Productivity in Namibia – A desperate need to disrupt
May is an unfair, if simply bad month to reflect on productivity levels in Namibia and is a time when there is almost no-one around to try to get data on productivity levels in the country. Four of the nation’s fourteen gazetted public holidays occur in May and they are an occasion for the ‘very hard working business elite of the country’ to shut down their operations to bridge holidays with weekends so to be able to have long extended holidays. This is because the old elite suffers no competition from a new and hungry elite that will do whatever it takes to make a profit.
With Workers Day on the 1st May and Casinga Day on the 4th the natural outcome is not just a short working week but commonly businesses allow managers to take 3 days holidays to create a long 9 day break. Just two weeks later on Ascension on Thursday the 10th the next day, Friday was almost as dead as a Sunday in Windhoek with businesses and public institutions shutting their doors so their poor over-worked managers (workers can’t normally afford holidays) can take a 4 day weekend. UNAM decided to shut on Friday 11th as it was an ‘Institutional holiday’ and much of the business community also followed suite. Of course Namibia with its 14 days of public holidays is about on par with the rest of the SACU region where 14 days is the norm in all countries except Botswana which declares an extra public holiday whenever a public holiday falls on a weekend and so there are 16 public days but only 14 days off.
When you look at the figures on public holidays and weekends for the Southern African region and compare these to the number of days worked in countries with which our leaders say we are going to compete i.e China and India one can see right away why there is so little industrialization throughout Southern Africa. Even if you compare this to say Ethiopia, which is the only country in Africa that looks like it will actually industrialize, and not just write empty policy statements, the number of state holidays is 10 per year. In China there are 7 public holidays and people normally work six days per week. In India there are only three national holidays but scores of religious and regional holidays that make the country a real patch work of regional complexity. The killer is of course that Indians, like the Chinese normally work a six week in the private sector.

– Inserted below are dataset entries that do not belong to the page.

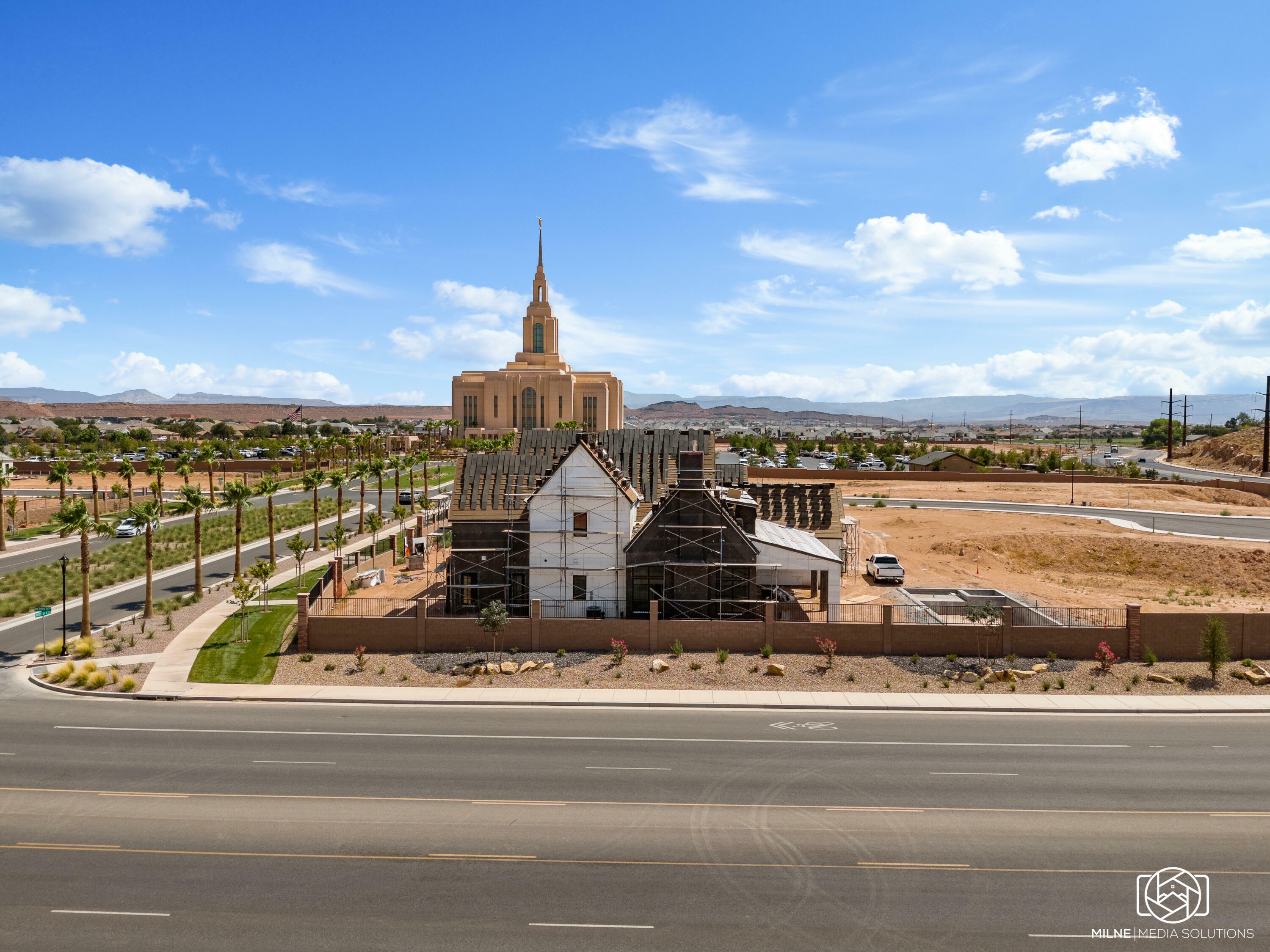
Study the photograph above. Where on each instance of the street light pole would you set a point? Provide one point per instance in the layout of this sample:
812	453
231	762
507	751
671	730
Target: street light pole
64	560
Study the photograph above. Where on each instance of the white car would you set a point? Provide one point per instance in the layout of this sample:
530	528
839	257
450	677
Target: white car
130	527
886	568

The chart above produced by the Botswana diamond producers association shows exactly the difficulty that this creates for those thinking they are going to say, cut diamonds in Namibia and compete with India.
Of course Namibians, whether they are part of the old elite or are workers, want to earn like Belgians and work as little as they do as well. It is worth of course noting that Belgians long ago ceased cutting diamonds and handed the task over to the lowly paid Indians with who no-one in Southern Africa wants to cost compete. If Indians work 30% more days per year than Namibians and earn far less then it should hardly be surprising that the diamond cutting factories here exist only because of government subsidies such as the ban on the export of Namibia’s uncut special stones ( more than 10.8 carats) which must be processed in the country. That there is no real industrialization without state subsidy in the country is a direct result of the nation’s productivity and the low levels of output that are produced when people are actually working and not planning their
If Namibia wants to really industrialize then it needs to break the pattern of low productivity in the country and compete. There is only one way that this can be done and that requires the government to lead in a number of ways. First there has to be a decrease in the number of public holidays in the country to a level that more closely represents the situation in those countries with which we need to compete if we are ever to industrialize. If however there is one thing that will unite black Namibian workers with their white managers it is in a lynching of anyone who dares suggest that they work more days.
There is really only one way to disrupt the comfortable work habits and productivity that were developed under apartheid and continue to this day in Namibia and that is to bring in the disruptors- the people who are lean and hungry who will work not six but seven days a week and do whatever it takes to make a living and to make their families prosper. These are the immigrants, the hated foreigners but it is only they who disrupt the past patterns of never opening on Saturday and taking as many holidays as possible. These disruptors can be Africans ( Zimbabwean, Nigerians of Ugandans) or they can be Indians or Chinese but suggesting such a thing is a blasphemy in a land where productivity for the rich and comfortable or those who have jobs is not an issue.
There will of course be no mass migration of lean and hungry disruptors who often are instrumental in other countries in the very transformation that Namibia says it wants but is unwilling to pay for. Instead the government will continue to produce empty policy pronouncements about industrialization, sing the AU anthem at meetings (but no Zimbabweans, please) and watch the nation’s children remain and become increasingly unemployed. There is absolutely no sense in Namibia’s policy circles that economic transformation has always been and will forever remain, here and elsewhere, an expensive and painful process that involves real sacrifices by the entire nation. The road to a real sustainable prosperity in Namibia is difficult and only those ignorant of economic history could think otherwise. However should we succeed the outcome will be not only a sustainable prosperity which our minerals based economy does not provide, but a future where the youth will have jobs and hope- something they do not have and will not have if we continue on the same unproductive road.
These are the views of Professor Roman Grynberg and not necessarily those of UNAM where he is employed.